Am Twistringer Schulzentrum möchte man gern das erfolgreich praktizierte Lehrerraumprinzip beibehalten. Schulleiter Jörg Lorenz hatte dies schon im Kreisschulausschuss erklärt und zusätzlichen Raumbedarf angemeldet. Danach werden allgemeine Unterrichtsräume nicht mehr Schulklassen zugeordnet, sondern Lehrkräfte haben ihre festen Räume. Sie wechseln nicht mehr, sondern die Schüler kommen zu ihnen.

Dieses pädagogische Konzept ist bundesweit noch nicht so verbreitet, zunehmend wird es aber schon von weiteren Schulen ausprobiert. In vielen Nachbarländern ist das Lehrerraumprinzip schon die Regel.

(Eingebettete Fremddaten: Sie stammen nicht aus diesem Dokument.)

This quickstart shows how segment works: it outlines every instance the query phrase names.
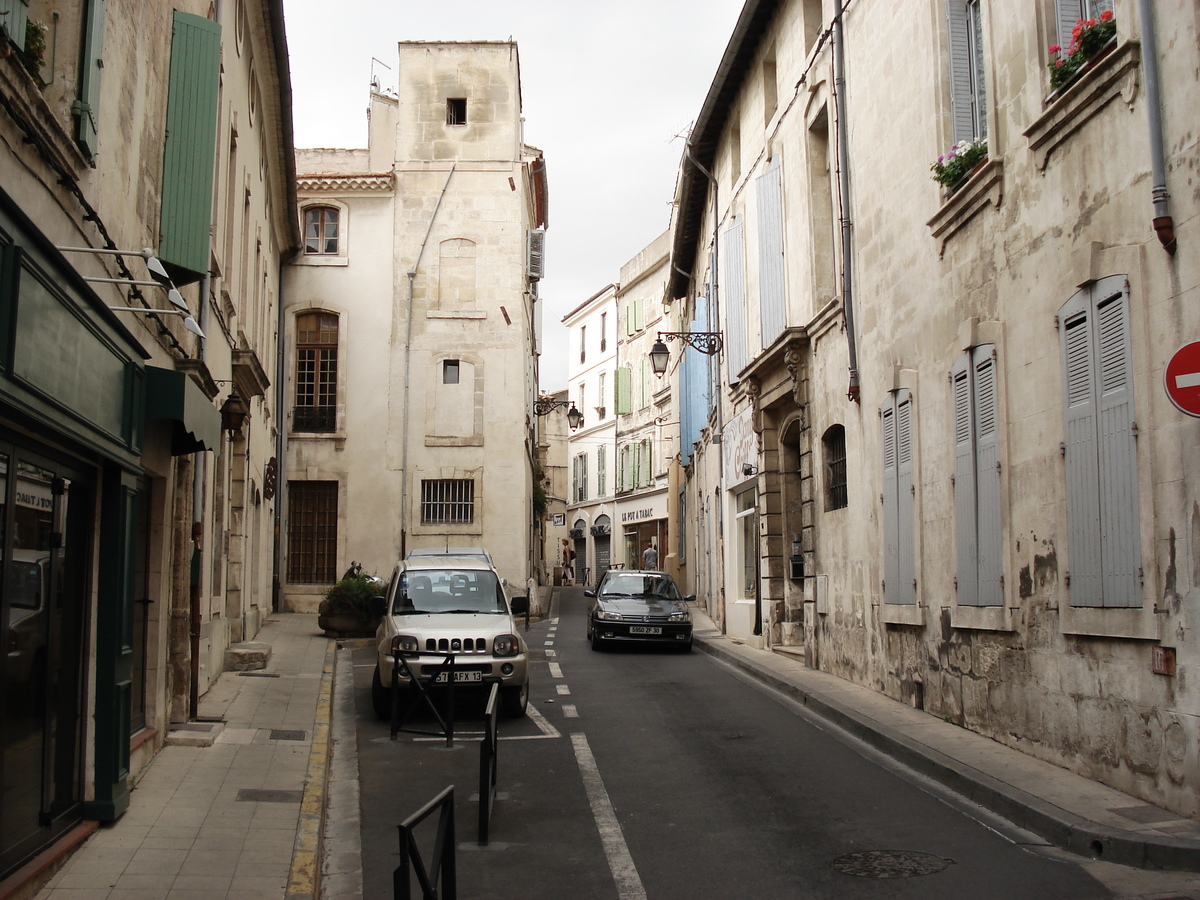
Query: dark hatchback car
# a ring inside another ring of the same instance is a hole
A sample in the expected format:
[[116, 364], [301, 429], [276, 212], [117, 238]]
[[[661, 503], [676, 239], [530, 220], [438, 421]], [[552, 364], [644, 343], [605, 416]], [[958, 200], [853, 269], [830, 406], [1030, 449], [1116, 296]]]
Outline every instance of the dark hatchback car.
[[588, 598], [592, 649], [607, 643], [656, 643], [691, 649], [691, 611], [696, 596], [684, 596], [664, 572], [610, 569]]

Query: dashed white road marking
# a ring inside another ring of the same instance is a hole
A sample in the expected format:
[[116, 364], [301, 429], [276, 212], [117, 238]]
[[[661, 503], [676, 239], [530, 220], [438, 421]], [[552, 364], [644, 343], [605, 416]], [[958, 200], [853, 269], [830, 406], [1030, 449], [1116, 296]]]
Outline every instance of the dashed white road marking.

Die Twistringer Haupt- und Realschule wird langfristig dreizügig sein und 18 Klassenverbände haben. Ausgehend vom Lehrerraumprinzip ist die Umsetzung des Sanierungs- und Erweiterungskonzepts für die zukünftige Ganztags-Oberschule vorgesehen. Das Hauptgebäude mit Aula sowie die große Sporthalle bleiben. Neben dem 16er-Trakt aus den 1970er-Jahren – 2009 zum Teil saniert und energetisch auf dem Stand von vor 60 Jahren – werden auch der marode Altbau aus den 1950er-Jahren sowie der Trakt (früher Stadtbücherei und Lehrküche) an der Hohen Straße verschwinden. Nur die Ein-Feld-Turnhalle könnte noch sinnvoll genutzt werden.

Der Neubau soll eine Mensa (für rund 100 Personen pro Schicht), eine entsprechende Küche sowie jeweils einen Fachunterrichtsraum für Kunst, Textiles Gestalten und Hauswirtschaft enthalten. Außerdem sechs allgemeine Unterrichtsräume. Damit will der Landkreis den Raumbedarf der aktuellen Situation anpassen. Zwei Alternativlösungen (ein Neubau mit Erhalt des 16er-Trakts oder: Neubau mit 16 allgemeinen Räumen) wurden aus Kostengründen verworfen.